S’adressant aux journalistes à la mine Bayhorse vendredi, le ministre des Anciens Combattants, Christopher Mutsvangwa, qui est le plus haut responsable du Zanu PF de la province, a confirmé les derniers développements.

« C’est une perte de vie inutile que de voir des jeunes mourir à un si jeune âge à cause de problèmes de sécurité dans une industrie si lucrative.

« Il n’y a aucune raison pour l’agonie, la tragédie à laquelle sont confrontées toutes ces familles, femmes, mères, filles, fils et frères de ces victimes qui perdent maintenant espoir, espérant simplement que les corps pourront être récupérés afin qu’il puisse y avoir des enterrements décents de leurs proches. ceux. Cela ne doit pas nécessairement être le cas dans le Zimbabwe moderne.

« Sept autres personnes sont toujours recherchées. Il y a une équipe courageuse et aujourd’hui ils ont réussi à récupérer un corps qui a été démembré à cause de l’accident souterrain », a-t-il déclaré.

Le nombre de morts devrait augmenter puisque le nombre de personnes portées disparues est passé de quatre à sept.

Au moins 22 des 39 mineurs piégés se sont échappés ou ont été secourus un jour après l’accident survenu dans le tunnel d’un kilomètre de long.

Mutsvangwa a déclaré que malgré ses contributions significatives à l’économie nationale, le laxisme des normes de sécurité dans le secteur de l’exploitation aurifère artisanale et à petite échelle était inquiétant.

« Ce qui mérite particulièrement l’attention, c’est le fait que l’industrie s’est développée si rapidement sans les normes de sécurité correspondantes, qui sont exigées de telle sorte que lorsqu’un mineur tombe en panne et quitte sa famille, sa femme peut préparer le dîner en sachant qu’il reviendra le soir. …

« Le secteur aurifère des petites et moyennes entreprises (PME) est jeune, il a été légalisé en 2016 et il a apporté des améliorations spectaculaires à l’économie nationale du Zimbabwe.

« Aujourd’hui, l’or dépasse le tabac en tant que source de devises étrangères et 66 % de l’or produit au Zimbabwe est extrait par de petits mineurs, dont certains sont les victimes que nous pleurons ici », a déclaré le membre du Zanu Politburo.

Mutsvangwa a décrit les mineurs décédés comme des « héros économiques ».

« Ce sont en réalité les héros de notre économie. S’ils n’avaient pas produit d’or, notre banque centrale n’aurait pas eu les moyens de soutenir le dollar zimbabwéen, que nous récupérons aujourd’hui…

« …nous veillerons, en tant que gouvernement, à ce que cette question de sécurité du secteur aurifère des PME soit abordée de front et à fournir un environnement sûr à ces héros de l’économie du Zimbabwe.

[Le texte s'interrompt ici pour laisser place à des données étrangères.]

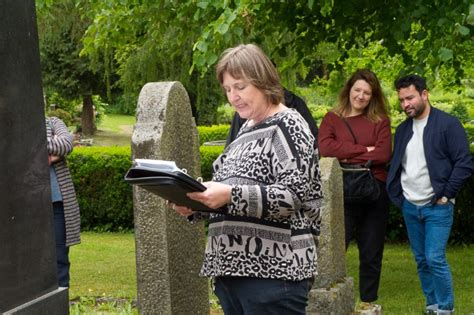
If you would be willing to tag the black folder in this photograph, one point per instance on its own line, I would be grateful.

« L’or est le sauveur du Zimbabwe et les jeunes d’ici sont de véritables héros économiques de ce pays et doivent leur offrir un environnement sûr qui mérite leur rôle de véritables héros économiques », a déclaré Mutsvangwa.

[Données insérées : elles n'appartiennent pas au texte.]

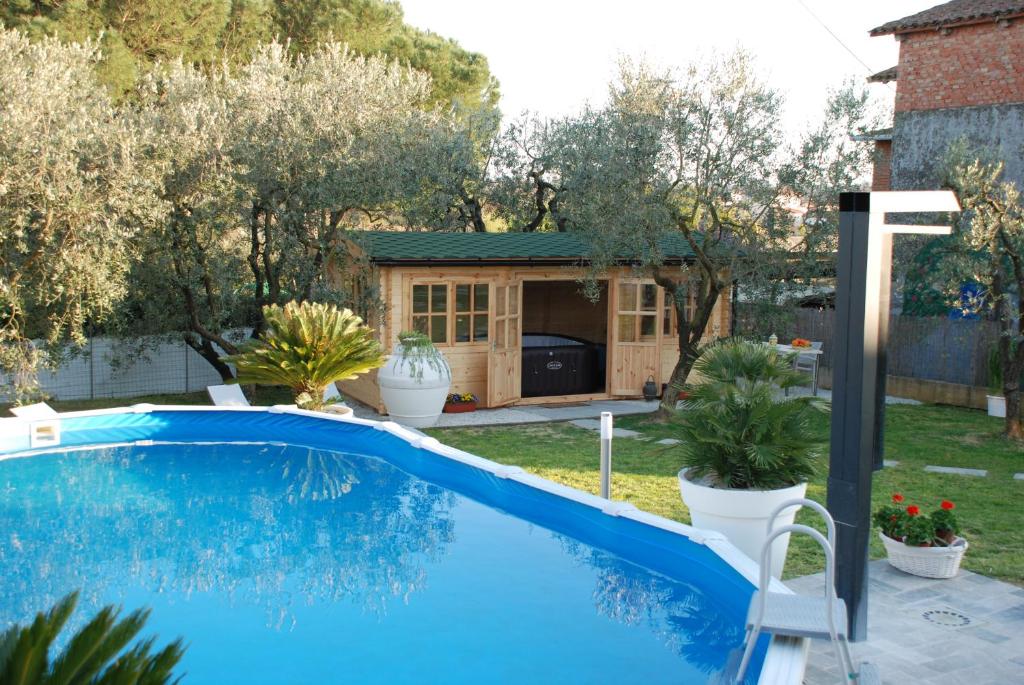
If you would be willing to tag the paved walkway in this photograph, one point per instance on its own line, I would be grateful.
(527, 414)
(966, 630)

La semaine dernière, le ministre des Mines, Soda Zhemu, a fait des révélations choquantes selon lesquelles la tragédie de la mine Bayhorse était le résultat de méthodes d’extraction aléatoires et supervisées par un personnel non qualifié.

Zhemu a accusé les autorités minières, dirigées par Tafadzwa Sigauke, d’utiliser des techniques minières non durables et de mépriser délibérément les lois habilitantes.

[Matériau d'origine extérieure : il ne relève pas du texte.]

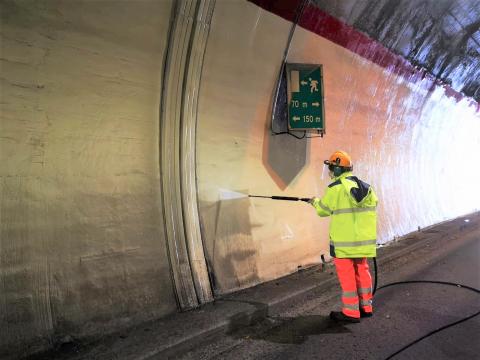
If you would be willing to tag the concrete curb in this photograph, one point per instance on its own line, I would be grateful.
(180, 333)
(268, 298)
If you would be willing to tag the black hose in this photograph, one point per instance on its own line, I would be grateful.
(424, 282)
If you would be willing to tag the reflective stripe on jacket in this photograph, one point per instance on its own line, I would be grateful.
(352, 205)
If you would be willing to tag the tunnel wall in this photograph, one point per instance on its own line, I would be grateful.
(82, 239)
(405, 132)
(82, 243)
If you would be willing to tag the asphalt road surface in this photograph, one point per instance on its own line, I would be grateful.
(403, 313)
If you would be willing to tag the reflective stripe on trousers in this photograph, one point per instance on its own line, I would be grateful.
(356, 283)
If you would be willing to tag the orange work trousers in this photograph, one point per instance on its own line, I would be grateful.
(356, 284)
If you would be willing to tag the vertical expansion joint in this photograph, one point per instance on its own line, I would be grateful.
(181, 82)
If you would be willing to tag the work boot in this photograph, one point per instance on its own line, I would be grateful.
(341, 317)
(364, 314)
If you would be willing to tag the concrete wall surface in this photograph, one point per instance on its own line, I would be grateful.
(83, 234)
(405, 134)
(82, 244)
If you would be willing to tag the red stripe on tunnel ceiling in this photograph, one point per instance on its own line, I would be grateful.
(331, 28)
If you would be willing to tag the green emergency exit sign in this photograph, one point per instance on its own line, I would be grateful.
(305, 97)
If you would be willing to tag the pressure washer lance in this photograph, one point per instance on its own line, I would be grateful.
(288, 198)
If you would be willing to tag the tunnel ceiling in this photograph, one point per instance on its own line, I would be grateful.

Il a reconnu qu’il y avait des chiffres contradictoires concernant les décès, les personnes disparues et les survivants.

Certains témoins évaluaient le chiffre initial de mineurs piégés entre 40 et 44, mais il a ensuite été révisé à 34 puis 39.

Le porte-parole national de la police de la République du Zimbabwe (ZRP), le commissaire adjoint Paul Nyathi, a confirmé l’identité de certains des mineurs décédés récupérés comme étant Godfrey Baro (26 ans) du complexe de Mariyapera, Chegutu, Tawanda Gavaza (28 ans) de la réinstallation de Musengezi, Chegutu, et Lloyd Mashavave (40 ans). ) de Waverly à Kadoma et Forbes Murombedzi (24) du Village 1, Musengezi, Zvimba.